Sherry Torkos is a pharmacist, author, certified fitness instructor, and health enthusiast who enjoys sharing her passion with others. Sherry graduated with honors from the Philadelphia College of Pharmacy and Science in 1992. Since that time she has been practicing holistic pharmacy in the Niagara area. Her philosophy of practice is to integrate conventional and complementary therapies to optimize health and prevent disease. Sherry has won several national pharmacy awards for providing excellence in patient care. As a leading health expert, Sherry has delivered hundreds of lectures to medical professionals and the public. She is frequently interviewed on radio and TV talk shows throughout North America and abroad. Sherry has authored fourteen books & booklets, including The Glycemic Index Made Simple and Breaking the Age Barrier. Her most recent book, The Canadian Encyclopedia of Natural Medicine has become a national best-seller. For more information, visit: www.sherrytorkos.com

Is there anything natural to take for PCOS rather than Diane 35?

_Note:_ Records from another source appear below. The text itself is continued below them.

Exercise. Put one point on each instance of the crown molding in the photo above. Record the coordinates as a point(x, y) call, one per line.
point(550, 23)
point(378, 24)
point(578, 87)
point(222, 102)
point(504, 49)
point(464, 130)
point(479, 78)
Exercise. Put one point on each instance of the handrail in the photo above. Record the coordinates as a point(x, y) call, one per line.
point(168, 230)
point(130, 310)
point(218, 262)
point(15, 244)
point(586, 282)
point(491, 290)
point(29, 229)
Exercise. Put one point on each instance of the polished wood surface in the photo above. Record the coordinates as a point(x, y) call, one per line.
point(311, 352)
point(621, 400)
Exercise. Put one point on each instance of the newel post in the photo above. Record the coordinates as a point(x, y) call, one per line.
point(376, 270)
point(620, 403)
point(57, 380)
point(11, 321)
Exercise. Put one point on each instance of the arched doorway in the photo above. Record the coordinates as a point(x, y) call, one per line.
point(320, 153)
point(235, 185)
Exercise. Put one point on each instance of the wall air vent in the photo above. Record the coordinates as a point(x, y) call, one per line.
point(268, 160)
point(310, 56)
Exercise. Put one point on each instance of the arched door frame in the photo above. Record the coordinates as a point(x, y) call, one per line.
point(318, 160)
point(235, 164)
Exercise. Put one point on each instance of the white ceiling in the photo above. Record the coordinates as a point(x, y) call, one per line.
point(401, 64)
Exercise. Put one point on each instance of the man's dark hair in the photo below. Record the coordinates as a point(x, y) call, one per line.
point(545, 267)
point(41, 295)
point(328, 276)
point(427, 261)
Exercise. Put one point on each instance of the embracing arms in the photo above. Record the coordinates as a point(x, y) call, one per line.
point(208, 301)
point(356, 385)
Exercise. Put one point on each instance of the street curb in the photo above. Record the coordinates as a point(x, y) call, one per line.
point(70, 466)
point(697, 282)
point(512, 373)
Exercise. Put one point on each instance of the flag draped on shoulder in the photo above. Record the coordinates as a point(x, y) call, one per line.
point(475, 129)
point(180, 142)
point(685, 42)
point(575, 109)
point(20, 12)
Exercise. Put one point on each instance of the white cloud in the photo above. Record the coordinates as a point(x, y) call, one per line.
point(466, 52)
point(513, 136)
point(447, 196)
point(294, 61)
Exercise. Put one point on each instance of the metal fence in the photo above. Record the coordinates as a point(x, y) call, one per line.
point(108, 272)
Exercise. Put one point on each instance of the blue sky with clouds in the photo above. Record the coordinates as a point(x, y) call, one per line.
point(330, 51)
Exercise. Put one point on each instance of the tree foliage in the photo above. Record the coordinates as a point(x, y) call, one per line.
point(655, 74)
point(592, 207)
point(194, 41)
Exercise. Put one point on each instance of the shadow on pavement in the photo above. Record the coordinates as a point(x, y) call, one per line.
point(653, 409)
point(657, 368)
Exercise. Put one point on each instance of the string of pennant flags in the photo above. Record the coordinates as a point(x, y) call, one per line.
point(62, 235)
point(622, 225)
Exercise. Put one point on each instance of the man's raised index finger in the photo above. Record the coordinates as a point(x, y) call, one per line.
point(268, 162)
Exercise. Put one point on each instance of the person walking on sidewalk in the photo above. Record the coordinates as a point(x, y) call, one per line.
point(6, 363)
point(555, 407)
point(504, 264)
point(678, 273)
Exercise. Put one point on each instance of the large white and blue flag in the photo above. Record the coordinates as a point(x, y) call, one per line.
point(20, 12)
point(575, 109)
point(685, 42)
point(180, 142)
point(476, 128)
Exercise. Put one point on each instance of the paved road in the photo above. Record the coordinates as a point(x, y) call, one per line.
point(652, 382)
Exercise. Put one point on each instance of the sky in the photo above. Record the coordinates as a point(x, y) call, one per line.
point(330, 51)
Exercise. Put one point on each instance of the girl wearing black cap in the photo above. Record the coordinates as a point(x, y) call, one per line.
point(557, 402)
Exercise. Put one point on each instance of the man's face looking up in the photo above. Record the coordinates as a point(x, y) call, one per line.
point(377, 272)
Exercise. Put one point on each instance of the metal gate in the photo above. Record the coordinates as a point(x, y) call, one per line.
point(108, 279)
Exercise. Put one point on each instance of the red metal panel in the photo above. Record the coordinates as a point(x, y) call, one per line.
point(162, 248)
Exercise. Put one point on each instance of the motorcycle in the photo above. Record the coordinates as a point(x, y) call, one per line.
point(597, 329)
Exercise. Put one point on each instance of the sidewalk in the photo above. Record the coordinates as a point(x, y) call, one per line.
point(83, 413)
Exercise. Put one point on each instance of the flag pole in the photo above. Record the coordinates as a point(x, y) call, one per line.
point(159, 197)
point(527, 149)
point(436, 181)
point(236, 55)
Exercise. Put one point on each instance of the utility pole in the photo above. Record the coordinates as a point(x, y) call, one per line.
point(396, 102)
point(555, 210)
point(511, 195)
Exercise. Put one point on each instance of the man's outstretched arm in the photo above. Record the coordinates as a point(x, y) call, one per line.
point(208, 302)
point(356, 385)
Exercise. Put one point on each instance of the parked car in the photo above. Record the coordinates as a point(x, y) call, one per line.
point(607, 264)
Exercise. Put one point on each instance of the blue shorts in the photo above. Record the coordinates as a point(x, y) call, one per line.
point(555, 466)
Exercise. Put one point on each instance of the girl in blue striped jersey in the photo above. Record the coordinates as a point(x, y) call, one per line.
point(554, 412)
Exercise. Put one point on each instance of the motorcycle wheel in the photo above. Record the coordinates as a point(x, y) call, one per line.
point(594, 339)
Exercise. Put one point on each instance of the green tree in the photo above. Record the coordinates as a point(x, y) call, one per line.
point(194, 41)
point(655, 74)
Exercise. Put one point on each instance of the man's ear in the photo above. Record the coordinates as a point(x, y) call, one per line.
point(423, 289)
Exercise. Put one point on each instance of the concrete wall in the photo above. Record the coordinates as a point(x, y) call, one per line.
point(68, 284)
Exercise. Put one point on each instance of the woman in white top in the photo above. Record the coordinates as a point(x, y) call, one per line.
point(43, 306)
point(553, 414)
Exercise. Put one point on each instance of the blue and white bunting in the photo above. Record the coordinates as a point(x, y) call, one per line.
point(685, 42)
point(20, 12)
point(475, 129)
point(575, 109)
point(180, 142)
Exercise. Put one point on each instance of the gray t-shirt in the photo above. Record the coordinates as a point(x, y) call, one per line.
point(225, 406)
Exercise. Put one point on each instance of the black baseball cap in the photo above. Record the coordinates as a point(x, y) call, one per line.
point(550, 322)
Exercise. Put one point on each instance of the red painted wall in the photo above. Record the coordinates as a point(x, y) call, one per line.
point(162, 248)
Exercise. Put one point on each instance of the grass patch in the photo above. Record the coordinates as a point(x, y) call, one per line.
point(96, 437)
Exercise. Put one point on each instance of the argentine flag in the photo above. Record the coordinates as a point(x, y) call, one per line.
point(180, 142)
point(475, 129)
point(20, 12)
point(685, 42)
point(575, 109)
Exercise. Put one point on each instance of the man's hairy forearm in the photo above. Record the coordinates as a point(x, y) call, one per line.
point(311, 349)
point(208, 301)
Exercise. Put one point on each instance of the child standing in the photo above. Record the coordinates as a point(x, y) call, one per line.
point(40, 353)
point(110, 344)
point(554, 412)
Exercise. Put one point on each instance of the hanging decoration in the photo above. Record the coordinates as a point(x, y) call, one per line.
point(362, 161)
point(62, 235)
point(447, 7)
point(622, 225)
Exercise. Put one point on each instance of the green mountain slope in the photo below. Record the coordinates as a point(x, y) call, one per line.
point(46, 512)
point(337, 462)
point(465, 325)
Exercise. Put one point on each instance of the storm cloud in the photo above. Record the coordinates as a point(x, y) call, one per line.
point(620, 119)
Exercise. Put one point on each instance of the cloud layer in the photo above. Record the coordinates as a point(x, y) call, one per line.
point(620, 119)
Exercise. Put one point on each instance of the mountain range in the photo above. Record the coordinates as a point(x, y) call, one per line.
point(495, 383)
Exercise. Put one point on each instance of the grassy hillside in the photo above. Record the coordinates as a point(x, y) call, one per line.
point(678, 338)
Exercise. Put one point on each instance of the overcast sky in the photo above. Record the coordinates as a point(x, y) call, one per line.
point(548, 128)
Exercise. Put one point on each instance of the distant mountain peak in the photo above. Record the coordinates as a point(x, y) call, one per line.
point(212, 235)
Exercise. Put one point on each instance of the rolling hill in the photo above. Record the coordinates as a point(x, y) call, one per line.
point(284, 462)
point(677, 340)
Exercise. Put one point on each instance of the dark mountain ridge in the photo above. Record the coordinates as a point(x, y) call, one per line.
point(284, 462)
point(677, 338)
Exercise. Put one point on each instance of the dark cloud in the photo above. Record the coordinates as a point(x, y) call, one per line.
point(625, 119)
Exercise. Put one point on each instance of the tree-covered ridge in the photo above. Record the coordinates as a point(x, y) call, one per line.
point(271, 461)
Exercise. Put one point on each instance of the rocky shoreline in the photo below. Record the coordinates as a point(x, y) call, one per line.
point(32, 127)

PCOS is a condition characterized by hormonal imbalances, irregular periods, excessive hair growth and obesity. One of the key features with PCOS is insulin resistance, which can affect fertility, cause weight issues and even increase heart disease risk. It is not known whether PCOS causes insulin resistance or the other way around.

Birth control pills such as Diane 35 are often used because they lower levels of circulating androgens (hormones that are associated with hair growth and oily skin). The concern with taking products such as Diane 35 are the side effects such as low libido, mood swings, depression, headaches and bloating to name a few.

Here are some things that you can do naturally to help improve PCOS:

Follow a low glycemic index (GI) diet and get regular exercise because both of these things can improve insulin sensitivity. All our hormones are interconnected, and if something is out of balance (like insulin) it can affect other aspects of health, such as weight and fertility.

A low GI diet means avoiding all refined/white flour products such as white bread, pasta, rice and baked goods. Instead have the whole grains (brown bread/rice/pasta). Cut down on sugar and juice. Eat small frequent meals with low GI carbs, healthy fats like olive oil, fish and avocado, and lean protein.

For exercise aim for 30 minutes to one hour of moderate intensity activity daily. Exercise can help improve body composition, insulin sensitivity and androgen levels and it may help restore ovulation.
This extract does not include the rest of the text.